Universal is daring to go where superheroes successfully tread these days, trying to fashion a connected cinematic universe out of its classic monsters, including the Mummy, the Invisible Man and Mr. Hyde. But following the Marvel model by stitching together creature features comes with raised stakes: What if Universal can’t breathe box-office life into this Frankenstein’s monster of a multicharacter universe?

Domestically, the first warning sign arrived over the weekend with “The Mummy.” The remake, this time starring Cruise and Sofia Boutella (“Star Trek Beyond”), grossed only $32.2 million in its North American debut, according to studio estimates (final numbers are due Monday afternoon).

The film’s safety net is the international box office: “The Mummy,” which has a reported production budget of $125 million, grossed an additional $141.8 million overseas.

Still, the less-than-impressive domestic debut raises a few concerns about the viability of Universal’s Dark Universe, with “Bride of Frankenstein” (starring Javier Bardem) due in 2019, with Russell Crowe’s Dr. Jekyll (introduced in “The Mummy”) and Johnny Depp’s Invisible Man eyed for the pipeline.

The question becomes: Can the modern connected-universe model, as constructed with DC and Marvel characters, be profitably adapted for non-superhero blockbusters?

Highlighting the current advantage enjoyed by comic-book crimefighters was the sophomore-weekend success of WB/DC’s “Wonder Woman.”

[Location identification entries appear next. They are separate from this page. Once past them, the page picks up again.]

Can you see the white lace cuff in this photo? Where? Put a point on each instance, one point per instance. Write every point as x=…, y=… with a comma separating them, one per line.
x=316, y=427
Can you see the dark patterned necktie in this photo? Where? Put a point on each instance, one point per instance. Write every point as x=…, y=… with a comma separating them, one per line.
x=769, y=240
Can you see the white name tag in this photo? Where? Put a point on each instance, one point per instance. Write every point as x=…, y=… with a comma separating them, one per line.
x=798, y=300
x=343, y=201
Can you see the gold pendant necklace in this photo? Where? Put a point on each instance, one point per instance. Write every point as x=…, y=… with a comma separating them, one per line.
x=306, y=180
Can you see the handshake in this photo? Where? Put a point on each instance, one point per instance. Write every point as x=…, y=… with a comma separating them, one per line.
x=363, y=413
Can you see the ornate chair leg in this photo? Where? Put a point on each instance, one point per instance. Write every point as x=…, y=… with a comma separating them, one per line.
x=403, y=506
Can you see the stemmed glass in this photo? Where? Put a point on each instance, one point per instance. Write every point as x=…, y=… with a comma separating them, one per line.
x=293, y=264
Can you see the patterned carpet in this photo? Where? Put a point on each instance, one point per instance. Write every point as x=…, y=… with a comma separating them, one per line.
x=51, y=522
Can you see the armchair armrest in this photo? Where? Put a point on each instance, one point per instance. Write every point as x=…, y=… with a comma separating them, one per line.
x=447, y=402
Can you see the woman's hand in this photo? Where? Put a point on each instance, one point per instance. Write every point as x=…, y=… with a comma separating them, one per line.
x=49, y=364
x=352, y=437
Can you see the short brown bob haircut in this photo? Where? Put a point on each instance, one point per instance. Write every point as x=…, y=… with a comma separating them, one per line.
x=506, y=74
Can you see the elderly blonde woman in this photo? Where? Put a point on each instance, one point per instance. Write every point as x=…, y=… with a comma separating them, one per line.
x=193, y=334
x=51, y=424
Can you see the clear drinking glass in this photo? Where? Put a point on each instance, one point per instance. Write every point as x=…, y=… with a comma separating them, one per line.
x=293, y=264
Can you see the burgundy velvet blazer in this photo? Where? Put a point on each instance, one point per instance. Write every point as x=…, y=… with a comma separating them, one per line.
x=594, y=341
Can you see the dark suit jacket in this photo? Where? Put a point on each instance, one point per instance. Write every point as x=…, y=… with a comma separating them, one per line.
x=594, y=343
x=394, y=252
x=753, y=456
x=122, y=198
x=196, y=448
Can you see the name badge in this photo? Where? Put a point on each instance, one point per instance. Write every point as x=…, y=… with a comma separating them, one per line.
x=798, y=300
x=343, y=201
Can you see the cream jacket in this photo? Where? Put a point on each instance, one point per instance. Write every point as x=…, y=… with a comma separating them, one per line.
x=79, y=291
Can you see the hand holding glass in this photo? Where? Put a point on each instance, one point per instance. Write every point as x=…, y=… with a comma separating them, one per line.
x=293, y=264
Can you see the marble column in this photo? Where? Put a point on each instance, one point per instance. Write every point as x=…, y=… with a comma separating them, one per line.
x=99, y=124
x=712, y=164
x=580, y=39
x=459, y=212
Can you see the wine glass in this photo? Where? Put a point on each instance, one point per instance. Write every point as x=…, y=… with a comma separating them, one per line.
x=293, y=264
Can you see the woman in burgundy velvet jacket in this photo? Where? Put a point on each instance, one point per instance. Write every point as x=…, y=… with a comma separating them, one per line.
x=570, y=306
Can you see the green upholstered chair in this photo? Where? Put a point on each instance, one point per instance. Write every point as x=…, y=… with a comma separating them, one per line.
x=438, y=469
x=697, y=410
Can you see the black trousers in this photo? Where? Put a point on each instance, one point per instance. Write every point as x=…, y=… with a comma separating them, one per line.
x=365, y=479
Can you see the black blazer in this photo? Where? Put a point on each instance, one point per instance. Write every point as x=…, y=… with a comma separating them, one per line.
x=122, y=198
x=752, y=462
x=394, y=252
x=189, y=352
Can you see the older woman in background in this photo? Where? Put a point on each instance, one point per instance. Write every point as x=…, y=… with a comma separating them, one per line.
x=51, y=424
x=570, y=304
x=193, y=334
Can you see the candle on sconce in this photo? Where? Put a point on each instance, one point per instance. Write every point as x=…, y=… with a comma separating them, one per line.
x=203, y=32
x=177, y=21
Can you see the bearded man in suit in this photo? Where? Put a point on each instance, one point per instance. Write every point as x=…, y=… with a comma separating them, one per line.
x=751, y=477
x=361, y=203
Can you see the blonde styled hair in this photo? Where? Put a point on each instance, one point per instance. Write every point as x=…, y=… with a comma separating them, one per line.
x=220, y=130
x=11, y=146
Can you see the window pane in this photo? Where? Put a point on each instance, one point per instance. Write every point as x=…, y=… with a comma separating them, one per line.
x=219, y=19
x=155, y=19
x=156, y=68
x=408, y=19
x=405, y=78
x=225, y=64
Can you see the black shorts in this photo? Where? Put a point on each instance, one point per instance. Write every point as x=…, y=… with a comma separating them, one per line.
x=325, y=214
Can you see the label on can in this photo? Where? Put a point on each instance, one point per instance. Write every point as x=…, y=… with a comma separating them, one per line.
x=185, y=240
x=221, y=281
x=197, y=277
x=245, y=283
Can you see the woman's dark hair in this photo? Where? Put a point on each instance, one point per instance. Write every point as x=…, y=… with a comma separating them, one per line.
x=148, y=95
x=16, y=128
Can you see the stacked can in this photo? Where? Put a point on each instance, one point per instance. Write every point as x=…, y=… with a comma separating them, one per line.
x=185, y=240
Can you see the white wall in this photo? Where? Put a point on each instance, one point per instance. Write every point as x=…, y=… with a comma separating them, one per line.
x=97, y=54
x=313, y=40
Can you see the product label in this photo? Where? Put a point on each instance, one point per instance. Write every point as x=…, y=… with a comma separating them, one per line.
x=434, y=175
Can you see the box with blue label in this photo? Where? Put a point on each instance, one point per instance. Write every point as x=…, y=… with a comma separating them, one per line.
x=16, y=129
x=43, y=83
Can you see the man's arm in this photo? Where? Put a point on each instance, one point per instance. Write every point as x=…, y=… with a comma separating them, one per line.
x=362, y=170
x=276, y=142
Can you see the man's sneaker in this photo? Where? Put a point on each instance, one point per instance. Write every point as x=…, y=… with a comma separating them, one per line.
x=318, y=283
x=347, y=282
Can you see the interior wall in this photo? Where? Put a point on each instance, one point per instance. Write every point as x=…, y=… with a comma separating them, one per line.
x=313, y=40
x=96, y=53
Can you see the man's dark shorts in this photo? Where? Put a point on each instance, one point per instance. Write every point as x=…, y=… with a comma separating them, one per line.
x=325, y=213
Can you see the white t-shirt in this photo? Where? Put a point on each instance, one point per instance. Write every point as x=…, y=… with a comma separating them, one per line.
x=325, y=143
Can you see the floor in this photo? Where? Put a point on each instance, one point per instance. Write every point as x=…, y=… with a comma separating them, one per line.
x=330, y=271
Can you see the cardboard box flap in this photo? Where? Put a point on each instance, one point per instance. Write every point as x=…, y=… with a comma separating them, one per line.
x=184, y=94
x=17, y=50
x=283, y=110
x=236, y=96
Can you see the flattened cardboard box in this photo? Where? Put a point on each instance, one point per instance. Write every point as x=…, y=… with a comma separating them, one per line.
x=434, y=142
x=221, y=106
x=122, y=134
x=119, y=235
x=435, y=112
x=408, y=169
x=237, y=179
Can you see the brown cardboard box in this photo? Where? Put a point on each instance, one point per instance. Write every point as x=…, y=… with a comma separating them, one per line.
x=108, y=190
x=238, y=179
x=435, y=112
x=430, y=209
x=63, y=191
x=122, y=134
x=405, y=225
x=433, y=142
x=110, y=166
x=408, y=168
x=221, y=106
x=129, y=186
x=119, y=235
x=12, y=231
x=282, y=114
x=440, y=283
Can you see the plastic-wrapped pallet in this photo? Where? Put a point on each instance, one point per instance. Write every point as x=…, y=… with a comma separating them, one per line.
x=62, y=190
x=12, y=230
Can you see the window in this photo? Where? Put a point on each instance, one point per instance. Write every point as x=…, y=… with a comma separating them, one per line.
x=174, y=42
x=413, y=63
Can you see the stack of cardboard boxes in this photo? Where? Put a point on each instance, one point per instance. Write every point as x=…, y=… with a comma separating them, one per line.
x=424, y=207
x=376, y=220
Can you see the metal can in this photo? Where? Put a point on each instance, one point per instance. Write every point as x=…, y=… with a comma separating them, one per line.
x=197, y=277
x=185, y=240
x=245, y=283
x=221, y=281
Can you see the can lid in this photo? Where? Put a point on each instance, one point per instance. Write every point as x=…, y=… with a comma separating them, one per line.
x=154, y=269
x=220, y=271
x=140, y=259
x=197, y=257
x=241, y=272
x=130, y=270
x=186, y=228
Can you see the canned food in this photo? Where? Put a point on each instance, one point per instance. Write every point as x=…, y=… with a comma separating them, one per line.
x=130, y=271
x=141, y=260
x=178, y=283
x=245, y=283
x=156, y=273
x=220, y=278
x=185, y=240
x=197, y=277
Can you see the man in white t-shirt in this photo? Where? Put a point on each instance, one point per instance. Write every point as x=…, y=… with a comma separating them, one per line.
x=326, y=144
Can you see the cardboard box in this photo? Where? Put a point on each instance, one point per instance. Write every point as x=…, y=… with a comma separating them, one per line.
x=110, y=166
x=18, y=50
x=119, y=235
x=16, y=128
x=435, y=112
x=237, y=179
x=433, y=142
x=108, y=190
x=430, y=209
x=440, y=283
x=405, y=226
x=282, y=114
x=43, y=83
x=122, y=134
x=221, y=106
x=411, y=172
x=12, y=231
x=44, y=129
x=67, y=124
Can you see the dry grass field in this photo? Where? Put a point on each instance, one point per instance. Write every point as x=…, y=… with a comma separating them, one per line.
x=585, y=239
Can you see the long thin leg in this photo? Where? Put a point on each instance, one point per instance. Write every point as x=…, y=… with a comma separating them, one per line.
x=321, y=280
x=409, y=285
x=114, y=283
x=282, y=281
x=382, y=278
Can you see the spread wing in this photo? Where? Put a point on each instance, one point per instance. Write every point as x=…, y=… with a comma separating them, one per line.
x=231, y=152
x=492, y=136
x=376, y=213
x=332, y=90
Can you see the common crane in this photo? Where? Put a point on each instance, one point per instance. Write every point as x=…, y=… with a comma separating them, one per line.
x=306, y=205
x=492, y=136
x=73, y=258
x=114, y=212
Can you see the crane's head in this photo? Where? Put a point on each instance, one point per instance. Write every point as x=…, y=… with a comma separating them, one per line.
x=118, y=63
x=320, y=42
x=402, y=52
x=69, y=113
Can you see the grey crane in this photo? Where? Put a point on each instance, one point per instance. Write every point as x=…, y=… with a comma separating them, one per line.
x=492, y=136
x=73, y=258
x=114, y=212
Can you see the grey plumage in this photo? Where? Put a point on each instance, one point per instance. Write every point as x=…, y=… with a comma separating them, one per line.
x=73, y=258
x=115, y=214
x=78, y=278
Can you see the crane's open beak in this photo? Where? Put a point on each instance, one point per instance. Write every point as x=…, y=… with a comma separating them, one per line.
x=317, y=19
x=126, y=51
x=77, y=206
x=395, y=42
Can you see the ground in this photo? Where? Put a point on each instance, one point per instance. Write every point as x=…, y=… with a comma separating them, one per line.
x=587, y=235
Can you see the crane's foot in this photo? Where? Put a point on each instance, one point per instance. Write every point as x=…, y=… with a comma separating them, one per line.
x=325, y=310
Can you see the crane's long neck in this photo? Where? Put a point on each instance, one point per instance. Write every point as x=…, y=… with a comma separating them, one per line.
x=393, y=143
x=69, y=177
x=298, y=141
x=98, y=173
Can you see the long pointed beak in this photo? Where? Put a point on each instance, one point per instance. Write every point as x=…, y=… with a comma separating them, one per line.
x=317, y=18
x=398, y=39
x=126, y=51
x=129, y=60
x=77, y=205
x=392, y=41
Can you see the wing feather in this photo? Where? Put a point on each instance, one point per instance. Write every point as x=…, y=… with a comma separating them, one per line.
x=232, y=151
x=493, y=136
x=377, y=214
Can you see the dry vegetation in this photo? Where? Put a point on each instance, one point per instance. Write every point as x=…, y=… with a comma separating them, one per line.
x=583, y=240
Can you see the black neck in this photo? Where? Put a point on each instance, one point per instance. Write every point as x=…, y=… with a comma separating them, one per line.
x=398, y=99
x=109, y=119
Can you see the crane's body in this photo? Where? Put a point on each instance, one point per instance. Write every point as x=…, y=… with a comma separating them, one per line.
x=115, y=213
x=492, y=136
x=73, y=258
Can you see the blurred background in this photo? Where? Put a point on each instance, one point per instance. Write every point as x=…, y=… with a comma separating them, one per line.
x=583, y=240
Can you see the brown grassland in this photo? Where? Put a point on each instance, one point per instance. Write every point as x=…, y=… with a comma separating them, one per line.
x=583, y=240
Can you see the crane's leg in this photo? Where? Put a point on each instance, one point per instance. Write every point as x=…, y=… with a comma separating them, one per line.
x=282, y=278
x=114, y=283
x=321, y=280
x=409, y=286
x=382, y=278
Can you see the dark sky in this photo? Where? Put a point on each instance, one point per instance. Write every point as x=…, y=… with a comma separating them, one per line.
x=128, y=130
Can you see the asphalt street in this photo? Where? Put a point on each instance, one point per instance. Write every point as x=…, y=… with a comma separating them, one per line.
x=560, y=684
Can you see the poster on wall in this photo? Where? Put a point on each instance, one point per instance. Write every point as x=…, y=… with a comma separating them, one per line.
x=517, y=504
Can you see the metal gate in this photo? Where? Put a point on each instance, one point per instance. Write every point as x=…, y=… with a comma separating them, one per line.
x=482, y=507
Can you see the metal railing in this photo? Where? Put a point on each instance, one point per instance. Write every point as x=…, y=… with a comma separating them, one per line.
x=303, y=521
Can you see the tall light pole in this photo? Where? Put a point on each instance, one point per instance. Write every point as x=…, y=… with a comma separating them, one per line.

The Patty Jenkins film — starring Gal Gadot and Chris Pine (who coincidentally starred opposite Boutella in “Star Trek Beyond”) — grossed $57.2 million, topping this weekend’s domestic box office. The well-received “Wonder Woman” also reversed a recent trend for DC films: “Man of Steel,” “Batman v Superman: Dawn of Justice” and “Suicide Squad” each plummeted at least 65 percent in their second weekends; “Wonder Woman” dropped just 45 percent.

“Wonder Woman” has grossed $435.2 million worldwide — already vaulting it to the eighth-highest-grossing of the year. And domestically, “Wonder Woman” ($202 million) is the year’s fifth-biggest film — with “Fate of the Furious” ($224.5 million) and “Logan” ($226.2 million) next in its sights.

For decades, many Hollywood actors have sought the reliable relevance and box office of a steady franchise. Now, the billion-dollar question is: Can an A-lister land in a smash connected universe going forward without donning the comic-book cape?